От протопопа Аввакума до Федора Абрамова: жития «грешных святых» в русской литературе | страница 12



Благоговейно приняв «народную правду» в качестве критерия истины, отечественная словесность восприняла вместе с ней и немалую часть ее вольномыслия, например, подобно народному христианству, русским писателям остался чужд принципиально важный для канонического православия идеал аскетического отречения от мира (редчайшее исключение – бунинский рассказ «Аглая» (1916) – изображает духовный выбор героини рассказа подчеркнуто со стороны[46]). Не остался незамеченным русскими писателями и феномен «народной агиографии», долгое время не привлекавший особого внимания в науке. Речь идет о весьма популярных в народной среде квазижитийных рассказах о «простонародных святых», и жизненный путь, и причины почитания которых простыми людьми мало соответствовали требованиям агиографического канона (не случайно значительная часть таких стихийно почитаемых в простонародье «святых» официального признания так и не получила). Например, нам кажется, что влияние народной агиографии ощутимо в отношении Ф. М. Достоевского к самоубийству и самоубийцам: человечное и милосердное, оно идет явно вразрез с суровыми требованиями церковной догматики (это возможное влияние будет показано нами на примере одного из фрагментов его романа «Подросток» – «рассказа о купце»).

Широкий спектр обработок житийных текстов в русской литературе «безбожного» XX в. можно обозначить двумя крайними точками.

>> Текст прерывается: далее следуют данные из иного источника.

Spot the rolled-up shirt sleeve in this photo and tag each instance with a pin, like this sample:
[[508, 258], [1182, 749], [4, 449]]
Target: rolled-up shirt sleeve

Одна из них – «средневековые» стилизации житийных сюжетов в драматургии Серебряного века, например, в «комедиях» М. А. Кузмина или в «Русальных действах» А. М. Ремизова. Вторая – сборник малой прозы «Жатва духа» (1922), принадлежащий перу ныне канонизированной подвижницы минувшего столетия Е. Ю. Кузьминой-Караваевой (матери Марии)[47]. Это своего рода «патерик», в котором семнадцать духовных текстов русского православия, в том числе несколько житий, получают художественно-философское переосмысление в соответствии с центральной авторской идеей «жатвы духа», понимаемой как спасение погибающих людей силой жертвенной христианской любви[48].

Отметим и другую важную особенность литературных обработок житий XX столетия – даже искренне верующий и благоговеющий к духовному тексту писатель не ограничивается в своем творчестве его пересказом. В качестве примера в специальном разделе рассмотрена новелла Б. К. Зайцева «Сердце Авраамия» (1925), превратившая суховатое Житие Авраамия Галичского в драматичный рассказ о духовном восхождении к Богу еще одного русского «великого грешника» (исходный агиографический текст никаких оснований для этого не дает). Следующим шагом в этом направлении станет создание «литературных житий» вымышленных святых, ярко представленных в творчестве И. А. Бунина (рассказы «Иоанн Рыдалец», «Аглая», «Святые»).